Restrições de energia e preocupações éticas estão surgindo como desafios significativos no cenário da inteligência artificial em rápida evolução. Vários desenvolvimentos, incluindo investimentos em infraestrutura de IA na Índia, disputas sobre o uso de modelos de IA e ações legais em relação à replicação de voz por IA, destacam as complexidades do crescimento da tecnologia.
A Peak XV Partners recentemente apoiou a C2i Semiconductors, uma startup indiana, com US$ 15 milhões em uma rodada Série A, elevando o financiamento total da empresa para US$ 19 milhões. A C2i está desenvolvendo soluções de energia para atender às crescentes demandas de energia dos data centers de IA. De acordo com um relatório de dezembro de 2023 da BloombergNEF, o consumo de eletricidade dos data centers deve quase triplicar até 2035. Este investimento vem à medida que a energia, em vez da computação, se torna o fator limitante na escalabilidade dos data centers de IA, de acordo com a TechCrunch.
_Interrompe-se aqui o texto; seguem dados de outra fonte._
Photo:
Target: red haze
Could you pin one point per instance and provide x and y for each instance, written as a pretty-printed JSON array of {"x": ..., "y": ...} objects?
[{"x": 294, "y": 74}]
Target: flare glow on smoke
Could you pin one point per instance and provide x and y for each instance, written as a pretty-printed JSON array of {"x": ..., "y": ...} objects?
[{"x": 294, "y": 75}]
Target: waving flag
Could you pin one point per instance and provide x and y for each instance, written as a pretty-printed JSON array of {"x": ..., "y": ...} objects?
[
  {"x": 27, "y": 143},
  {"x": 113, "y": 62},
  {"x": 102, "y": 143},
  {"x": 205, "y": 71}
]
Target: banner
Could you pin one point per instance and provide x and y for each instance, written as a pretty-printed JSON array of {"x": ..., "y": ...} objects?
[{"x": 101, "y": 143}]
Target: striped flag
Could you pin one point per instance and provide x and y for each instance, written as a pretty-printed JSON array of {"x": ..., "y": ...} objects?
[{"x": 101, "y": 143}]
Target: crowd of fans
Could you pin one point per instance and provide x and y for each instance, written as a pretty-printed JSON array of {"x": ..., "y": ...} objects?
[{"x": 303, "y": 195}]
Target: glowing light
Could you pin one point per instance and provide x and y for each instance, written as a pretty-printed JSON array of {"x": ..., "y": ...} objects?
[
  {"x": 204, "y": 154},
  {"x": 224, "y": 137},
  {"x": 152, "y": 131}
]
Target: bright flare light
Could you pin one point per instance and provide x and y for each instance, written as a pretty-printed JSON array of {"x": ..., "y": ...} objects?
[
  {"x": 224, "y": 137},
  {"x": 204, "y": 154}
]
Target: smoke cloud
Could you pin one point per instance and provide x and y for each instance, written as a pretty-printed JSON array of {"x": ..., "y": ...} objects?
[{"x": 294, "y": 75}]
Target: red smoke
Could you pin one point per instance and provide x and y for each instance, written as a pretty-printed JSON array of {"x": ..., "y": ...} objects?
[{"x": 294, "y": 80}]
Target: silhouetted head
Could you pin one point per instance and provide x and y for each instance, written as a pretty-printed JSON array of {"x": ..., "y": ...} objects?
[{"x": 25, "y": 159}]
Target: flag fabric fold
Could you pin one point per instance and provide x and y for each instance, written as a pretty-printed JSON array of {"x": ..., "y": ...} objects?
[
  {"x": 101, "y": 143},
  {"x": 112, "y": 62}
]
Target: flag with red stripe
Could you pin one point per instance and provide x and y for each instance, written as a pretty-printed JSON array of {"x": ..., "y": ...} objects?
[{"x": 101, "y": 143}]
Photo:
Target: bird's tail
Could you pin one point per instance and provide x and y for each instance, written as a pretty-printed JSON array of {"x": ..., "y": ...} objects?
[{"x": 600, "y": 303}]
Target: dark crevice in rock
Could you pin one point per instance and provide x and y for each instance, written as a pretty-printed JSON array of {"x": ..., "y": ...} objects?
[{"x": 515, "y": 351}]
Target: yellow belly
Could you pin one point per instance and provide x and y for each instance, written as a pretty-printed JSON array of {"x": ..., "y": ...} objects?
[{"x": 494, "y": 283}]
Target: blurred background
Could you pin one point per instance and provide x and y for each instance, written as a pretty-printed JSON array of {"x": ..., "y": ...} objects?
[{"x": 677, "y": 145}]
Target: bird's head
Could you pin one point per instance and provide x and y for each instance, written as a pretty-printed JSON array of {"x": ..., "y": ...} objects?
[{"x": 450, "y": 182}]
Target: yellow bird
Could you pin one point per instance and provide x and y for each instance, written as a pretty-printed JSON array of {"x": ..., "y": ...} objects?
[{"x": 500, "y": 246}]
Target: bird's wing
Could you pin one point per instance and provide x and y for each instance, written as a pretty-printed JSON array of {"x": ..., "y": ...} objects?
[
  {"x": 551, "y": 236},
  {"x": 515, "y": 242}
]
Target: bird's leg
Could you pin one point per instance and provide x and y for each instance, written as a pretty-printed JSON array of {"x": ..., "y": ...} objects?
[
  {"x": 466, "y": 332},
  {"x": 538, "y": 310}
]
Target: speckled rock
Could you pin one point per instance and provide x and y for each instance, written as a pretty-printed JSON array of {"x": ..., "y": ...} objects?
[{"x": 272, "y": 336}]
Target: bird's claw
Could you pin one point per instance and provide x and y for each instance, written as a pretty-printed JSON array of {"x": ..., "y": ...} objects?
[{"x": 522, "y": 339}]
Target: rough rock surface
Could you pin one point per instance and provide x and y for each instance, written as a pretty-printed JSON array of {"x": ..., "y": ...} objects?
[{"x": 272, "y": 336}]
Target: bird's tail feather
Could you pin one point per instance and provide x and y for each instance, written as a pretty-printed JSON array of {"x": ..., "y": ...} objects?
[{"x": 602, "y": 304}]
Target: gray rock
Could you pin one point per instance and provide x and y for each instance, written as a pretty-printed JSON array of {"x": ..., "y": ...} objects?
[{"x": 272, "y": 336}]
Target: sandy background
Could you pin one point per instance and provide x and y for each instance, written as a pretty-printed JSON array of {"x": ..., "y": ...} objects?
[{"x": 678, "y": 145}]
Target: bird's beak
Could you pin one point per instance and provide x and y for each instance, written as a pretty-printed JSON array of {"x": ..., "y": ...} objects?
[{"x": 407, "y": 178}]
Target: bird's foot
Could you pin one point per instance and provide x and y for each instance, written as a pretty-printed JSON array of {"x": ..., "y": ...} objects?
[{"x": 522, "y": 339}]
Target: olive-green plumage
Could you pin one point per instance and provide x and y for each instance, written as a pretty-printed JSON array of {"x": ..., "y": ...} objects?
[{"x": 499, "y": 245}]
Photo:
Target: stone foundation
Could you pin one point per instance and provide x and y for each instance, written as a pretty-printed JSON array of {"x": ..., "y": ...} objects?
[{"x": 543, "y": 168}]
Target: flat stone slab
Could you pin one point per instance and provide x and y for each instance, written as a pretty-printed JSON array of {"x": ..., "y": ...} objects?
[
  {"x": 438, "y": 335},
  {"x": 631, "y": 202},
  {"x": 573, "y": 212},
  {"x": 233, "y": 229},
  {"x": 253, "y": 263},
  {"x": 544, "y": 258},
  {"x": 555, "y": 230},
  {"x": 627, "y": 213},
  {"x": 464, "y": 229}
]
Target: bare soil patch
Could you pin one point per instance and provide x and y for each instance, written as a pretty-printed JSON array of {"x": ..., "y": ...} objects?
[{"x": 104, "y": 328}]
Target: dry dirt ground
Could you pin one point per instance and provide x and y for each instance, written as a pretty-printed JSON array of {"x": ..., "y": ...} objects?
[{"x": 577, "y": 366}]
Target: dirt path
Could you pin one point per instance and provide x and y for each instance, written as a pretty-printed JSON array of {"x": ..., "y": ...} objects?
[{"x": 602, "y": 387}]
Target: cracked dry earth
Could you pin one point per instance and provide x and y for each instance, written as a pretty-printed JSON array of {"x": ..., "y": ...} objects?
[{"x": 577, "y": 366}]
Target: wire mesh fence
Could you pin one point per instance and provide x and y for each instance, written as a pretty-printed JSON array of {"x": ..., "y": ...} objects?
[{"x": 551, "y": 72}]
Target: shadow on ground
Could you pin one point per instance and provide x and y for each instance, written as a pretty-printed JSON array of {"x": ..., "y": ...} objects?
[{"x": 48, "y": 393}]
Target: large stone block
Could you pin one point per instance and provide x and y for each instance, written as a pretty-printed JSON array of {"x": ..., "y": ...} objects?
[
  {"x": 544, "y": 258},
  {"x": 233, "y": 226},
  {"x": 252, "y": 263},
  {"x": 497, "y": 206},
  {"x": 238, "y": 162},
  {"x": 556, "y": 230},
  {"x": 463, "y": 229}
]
Em um desenvolvimento separado, outra startup indiana de infraestrutura de IA, Neysa, garantiu o apoio da empresa de private equity americana Blackstone. A Blackstone e co-investidores concordaram em investir até US$ 600 milhões em ações primárias, dando à Blackstone uma participação majoritária. A Neysa também planeja levantar mais US$ 600 milhões em financiamento de dívida para expandir a capacidade de GPU. Este investimento reflete o esforço da Índia para construir capacidades domésticas de IA em meio à crescente demanda global por computação de IA.
Enquanto isso, Peter Steinberger, o criador do assistente pessoal de IA OpenClaw, juntou-se à OpenAI. Steinberger afirmou em uma postagem em seu blog que estava mais interessado em "mudar o mundo, não construir uma grande empresa". OpenClaw, anteriormente conhecido como Clawdbot e Moltbot, ganhou popularidade por sua capacidade de gerenciar calendários, reservar voos e interagir com outros assistentes de IA.
O Google também está enfrentando ações legais. David Greene, o ex-apresentador do Morning Edition da NPR, está processando o Google, alegando que a voz masculina do podcast na ferramenta NotebookLM da empresa é baseada em sua voz. Greene afirmou: "Minha voz é, tipo, a parte mais importante de quem eu sou." Um porta-voz do Google disse ao The Washington Post que a voz usada no NotebookLM não está relacionada à de Greene.
Finalmente, a Anthropic está supostamente em uma disputa com o Pentágono sobre o uso de seus modelos de IA Claude. O Pentágono está pressionando as empresas de IA a permitir que os militares dos EUA usem sua tecnologia para todos os fins legais, mas a Anthropic está resistindo. O governo está supostamente fazendo a mesma exigência à OpenAI, Google e xAI. De acordo com a Axios, o Pentágono está ameaçando cancelar seu contrato de US$ 200 milhões com a Anthropic.